Still another source of worry was the nation's money supply, which in December jumped at an annual rate of 15.8% -a pace that, if it continued, would certainly rekindle inflation. The effect on money growth for all of 1972 (8.2%) especially alarmed the monetarist economists, who forecast long-range trends largely on the basis of such cash and credit availability. Somewhat belatedly, the Federal Reserve has slowed the growth of money, striving for an annual pace of increase close to 6%. It also has raised the interest rate on money that it lends to banks. Fed officials realize that banks will respond by raising commercial lending rates, especially short-term ones. The prime rate is expected to go up to 6 1/4%.

The Administration is confident that it can help the inflation fight by throttling the spending power of the federal bureaucracy. Nixon has already imposed a freeze in federal housing subsidies for the poor and middle-income earners, has chopped federal aid to education and is expected to scale down grants for the manpower training and Model Cities.

One hitherto sacrosanct spending item being eyed by budget cutters is the farm subsidy program, which this fiscal year will cost taxpayers about $3.5 billion. Above and beyond the important Phase III farm measures, which were designed to hold down retail grain and meat prices by freeing more land for wheat planting and cattle grazing, the Administration's farm-policy makers may try to junk the ancient parity system. For reasons few living Congressmen can remember, parity ties the level of Government support prices to a scale based on farm prices back in 1910-14. No less a friend to farming than Agriculture Secretary Earl Butz has pledged that the "great challenge" in his second term will be "to get the Government out of Agriculture."
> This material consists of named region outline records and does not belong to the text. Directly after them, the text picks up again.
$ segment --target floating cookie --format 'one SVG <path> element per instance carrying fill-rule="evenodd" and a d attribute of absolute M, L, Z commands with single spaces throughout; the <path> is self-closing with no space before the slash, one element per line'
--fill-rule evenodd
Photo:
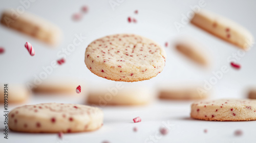
<path fill-rule="evenodd" d="M 149 39 L 134 34 L 116 34 L 89 44 L 84 61 L 98 76 L 135 82 L 156 76 L 163 70 L 165 58 L 164 50 Z"/>
<path fill-rule="evenodd" d="M 61 39 L 59 28 L 32 14 L 14 14 L 11 10 L 3 12 L 1 23 L 51 45 L 57 45 Z"/>
<path fill-rule="evenodd" d="M 209 121 L 256 120 L 256 100 L 219 99 L 198 101 L 191 106 L 191 117 Z"/>
<path fill-rule="evenodd" d="M 89 92 L 87 103 L 100 106 L 142 105 L 147 104 L 153 100 L 152 91 L 140 88 L 125 89 L 110 92 L 103 89 Z"/>
<path fill-rule="evenodd" d="M 56 79 L 44 81 L 33 88 L 32 91 L 36 93 L 74 95 L 77 94 L 77 83 L 75 81 Z"/>
<path fill-rule="evenodd" d="M 91 106 L 42 103 L 15 108 L 9 114 L 10 129 L 19 132 L 69 133 L 96 130 L 103 123 L 103 112 Z"/>
<path fill-rule="evenodd" d="M 252 34 L 245 28 L 226 18 L 201 10 L 196 13 L 191 23 L 244 50 L 253 43 Z"/>
<path fill-rule="evenodd" d="M 179 40 L 176 43 L 176 50 L 193 61 L 200 65 L 207 66 L 209 60 L 205 52 L 200 47 L 201 45 L 191 40 Z"/>
<path fill-rule="evenodd" d="M 208 97 L 206 93 L 200 94 L 196 88 L 181 89 L 166 88 L 160 90 L 159 98 L 169 100 L 198 100 Z"/>
<path fill-rule="evenodd" d="M 249 99 L 256 99 L 256 89 L 251 89 L 249 91 L 248 98 Z"/>
<path fill-rule="evenodd" d="M 0 103 L 4 103 L 5 99 L 6 101 L 7 99 L 8 103 L 20 103 L 29 98 L 29 91 L 25 86 L 13 84 L 8 84 L 7 86 L 4 85 L 6 84 L 2 83 L 0 85 Z M 7 89 L 5 89 L 6 88 Z"/>

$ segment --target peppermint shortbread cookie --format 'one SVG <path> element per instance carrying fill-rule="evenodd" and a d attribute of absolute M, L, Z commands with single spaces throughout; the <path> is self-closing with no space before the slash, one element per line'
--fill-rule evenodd
<path fill-rule="evenodd" d="M 158 97 L 162 99 L 184 100 L 203 99 L 208 97 L 206 93 L 200 93 L 196 88 L 166 88 L 160 90 Z"/>
<path fill-rule="evenodd" d="M 6 86 L 2 83 L 0 87 L 0 103 L 4 103 L 5 101 L 9 103 L 20 103 L 26 101 L 29 97 L 29 90 L 23 85 L 8 84 Z M 5 90 L 6 88 L 8 89 Z"/>
<path fill-rule="evenodd" d="M 78 82 L 69 80 L 51 79 L 44 81 L 32 89 L 34 93 L 42 94 L 77 94 Z"/>
<path fill-rule="evenodd" d="M 256 99 L 256 89 L 251 89 L 248 94 L 248 98 L 249 99 Z"/>
<path fill-rule="evenodd" d="M 51 45 L 60 42 L 61 32 L 57 26 L 30 13 L 14 14 L 10 10 L 4 11 L 1 23 Z"/>
<path fill-rule="evenodd" d="M 78 132 L 100 128 L 103 112 L 99 108 L 73 104 L 42 103 L 25 105 L 9 113 L 10 129 L 25 132 Z"/>
<path fill-rule="evenodd" d="M 207 54 L 200 44 L 189 40 L 179 40 L 176 44 L 176 50 L 193 61 L 204 66 L 209 64 Z"/>
<path fill-rule="evenodd" d="M 219 99 L 194 103 L 190 116 L 209 121 L 250 121 L 256 120 L 255 111 L 255 100 Z"/>
<path fill-rule="evenodd" d="M 153 98 L 152 91 L 147 88 L 125 89 L 112 93 L 101 89 L 89 92 L 87 103 L 100 106 L 142 105 L 150 103 Z"/>
<path fill-rule="evenodd" d="M 191 23 L 244 50 L 247 50 L 254 42 L 252 34 L 242 26 L 205 10 L 196 13 Z"/>
<path fill-rule="evenodd" d="M 165 58 L 164 50 L 149 39 L 134 34 L 116 34 L 90 44 L 84 61 L 98 76 L 135 82 L 156 76 L 163 70 Z"/>

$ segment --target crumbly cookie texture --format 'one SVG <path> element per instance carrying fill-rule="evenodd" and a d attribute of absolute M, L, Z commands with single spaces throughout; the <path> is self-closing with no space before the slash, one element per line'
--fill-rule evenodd
<path fill-rule="evenodd" d="M 33 14 L 25 12 L 16 15 L 10 10 L 3 12 L 2 25 L 53 45 L 61 39 L 61 32 L 55 25 Z"/>
<path fill-rule="evenodd" d="M 220 99 L 196 102 L 191 106 L 191 117 L 209 121 L 256 120 L 256 100 Z"/>
<path fill-rule="evenodd" d="M 147 104 L 152 101 L 152 91 L 145 88 L 119 90 L 110 94 L 109 91 L 95 91 L 89 92 L 87 103 L 99 106 L 135 106 Z"/>
<path fill-rule="evenodd" d="M 0 85 L 0 103 L 4 103 L 5 100 L 8 103 L 22 103 L 29 98 L 30 93 L 27 87 L 23 85 L 9 84 L 7 86 L 8 90 L 5 93 L 4 84 Z M 5 96 L 5 94 L 6 94 Z M 7 100 L 8 100 L 8 101 Z"/>
<path fill-rule="evenodd" d="M 196 13 L 191 23 L 244 50 L 254 43 L 252 35 L 234 21 L 205 10 Z"/>
<path fill-rule="evenodd" d="M 164 50 L 149 39 L 134 34 L 116 34 L 90 44 L 84 62 L 98 76 L 135 82 L 150 79 L 161 73 L 165 58 Z"/>
<path fill-rule="evenodd" d="M 160 99 L 182 100 L 203 99 L 208 97 L 206 93 L 200 94 L 196 88 L 161 89 L 159 95 Z"/>
<path fill-rule="evenodd" d="M 15 108 L 9 114 L 8 126 L 15 131 L 25 132 L 77 132 L 100 128 L 103 112 L 89 106 L 42 103 Z"/>

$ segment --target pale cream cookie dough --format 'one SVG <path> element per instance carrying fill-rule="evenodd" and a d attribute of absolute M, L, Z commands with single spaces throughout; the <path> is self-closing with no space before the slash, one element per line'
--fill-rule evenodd
<path fill-rule="evenodd" d="M 4 89 L 5 89 L 3 83 L 0 85 L 0 103 L 4 103 L 5 100 L 8 103 L 22 103 L 26 102 L 29 98 L 29 91 L 23 85 L 8 84 L 8 89 L 6 90 Z M 7 91 L 5 93 L 5 91 Z"/>
<path fill-rule="evenodd" d="M 41 84 L 32 88 L 32 91 L 36 93 L 48 94 L 77 94 L 76 90 L 80 82 L 70 79 L 52 79 L 44 81 Z M 79 84 L 80 83 L 80 84 Z M 82 93 L 85 90 L 85 87 L 81 85 Z"/>
<path fill-rule="evenodd" d="M 87 102 L 99 106 L 136 106 L 146 105 L 152 102 L 153 91 L 145 88 L 130 88 L 111 91 L 105 89 L 91 90 Z"/>
<path fill-rule="evenodd" d="M 249 99 L 256 99 L 256 89 L 250 90 L 248 93 L 248 98 Z"/>
<path fill-rule="evenodd" d="M 93 41 L 86 49 L 84 62 L 98 76 L 116 81 L 148 80 L 164 67 L 165 52 L 146 38 L 116 34 Z"/>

The President could not help being pleased with the results so far of the economic initiative that he began back in August of 1971. Yet in the best tradition of silver-cup coaches, he left some of the best matches for the end of the season and scheduled at least a few away from home in Congress, in the suddenly freer and perhaps more inflation-prone markets of the nation, and possibly even down on the farm.

* Preliminary figures for the entire year: 6.5% "real" growth and 3% inflation, raising the total G.N.P. to $1.152 billion.